BROOKLYN — By now, a great many people have answered Alfred, Lord Tennyson’s question to his princess in his 1847 poem, when he wrote:
“Come down, O maid, from yonder mountain height:
What pleasure lives in height?”
Now, however, new residents of Brooklyn can add their voices to the pleasures of living in “height.”
In fact, what is happening right now, and has been under way for about three years, is the latest chapter in the long history of the building of this borough ... not the commerce, the parks or the industry, mostly gone now, but where people live.
For about 100 years, the process was evolutionary, following the logical development of Brooklyn from west to east, north to south, but always beginning at the waterfront. Some places became pockets of wealth, such as Brooklyn Heights, Clinton Hill and the streets near Washington Park.
Affluent living came to Fort Greene and then Park Slope, and soon it began to expand closer to Prospect Park. But the real boom began in the last century as the subways began to make southern Brooklyn part of a city, not a suburb.
Today’s process isn’t taking empty fields and creating houses, but areas with a lot of a certain urban emptiness are being redeveloped or converted in Downtown Brooklyn. By doing so, we are reaching for the skies.

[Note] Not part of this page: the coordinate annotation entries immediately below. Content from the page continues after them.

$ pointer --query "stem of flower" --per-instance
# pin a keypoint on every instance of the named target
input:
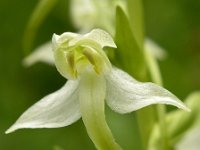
(92, 101)
(161, 109)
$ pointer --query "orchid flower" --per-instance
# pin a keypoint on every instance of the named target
(92, 81)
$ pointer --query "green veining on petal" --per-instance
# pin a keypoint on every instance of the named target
(75, 52)
(91, 95)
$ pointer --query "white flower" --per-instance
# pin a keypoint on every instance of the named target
(91, 80)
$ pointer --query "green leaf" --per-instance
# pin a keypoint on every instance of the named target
(179, 121)
(129, 55)
(39, 14)
(135, 12)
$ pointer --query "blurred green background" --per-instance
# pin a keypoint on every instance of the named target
(175, 25)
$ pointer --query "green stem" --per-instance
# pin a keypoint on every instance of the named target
(161, 109)
(39, 14)
(92, 95)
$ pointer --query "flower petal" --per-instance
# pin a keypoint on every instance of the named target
(58, 109)
(42, 54)
(125, 94)
(91, 96)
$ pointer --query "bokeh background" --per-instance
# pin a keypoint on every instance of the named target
(175, 25)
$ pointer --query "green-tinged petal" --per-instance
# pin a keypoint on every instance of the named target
(125, 94)
(190, 141)
(42, 54)
(58, 109)
(91, 96)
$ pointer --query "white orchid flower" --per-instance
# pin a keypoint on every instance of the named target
(92, 81)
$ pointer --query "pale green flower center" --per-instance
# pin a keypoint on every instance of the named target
(79, 58)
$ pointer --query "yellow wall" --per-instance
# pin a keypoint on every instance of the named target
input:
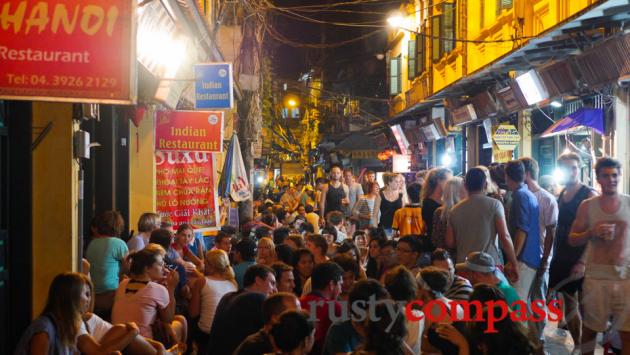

This is a whole new thing for Brooklyn, even though we have built tall apartment buildings before. The three tall structures of the Cadman Plaza co-op apartments, built in the 1970s, come to mind.
But we have not done this at this pace and with this seriousness before. In part, it reflects the mayor’s prediction that this city will have one million more residents by 2030. Another factor is the buzz that Brooklyn has been generating for some time now, or, as Halstead Property put it in a recent report, “Brooklyn has now become the first-choice destination for many homebuyers.”
For the first time, Brooklyn is offering lots of views, most of which are simply stunning.
In fact, if you add up the heights of the known development projects, excluding all of Atlantic Yards, we are building the equivalent, with 22 projects, of a 474-story building. Take that, Freedom Tower!
And this staggering number of new residential floors does not include 14 other projects still in the planning stage, nor what may be built as part of Brooklyn Bridge Park. Nor, of course, does it include all the sky-reachers in Greenpoint and Williamsburg. This is strictly Downtown stuff.
In truth, it is probable that at least half as many new stories could be added to that total by the 14 other projects, three of which are expected to be sizeable.
The Albee Center development could turn out to be the tallest building in Brooklyn. But that honor could also go to the new residential units being planned by the Clarett Group at Lawrence Street. On a rather small footprint, Clarett plans to create 400 units of housing.
And details are still missing about the City Tech addition at Jay and Tillary streets, which will rise on the site of the Klitgord Auditorium. Six hundred units of housing are planned there as well as 300,000 square feet for academic-office use.
Well, it’s possible one guesses that Tennyson’s maid may have come down from the mountaintop, but the poet could not imagine how many others are reaching new heights.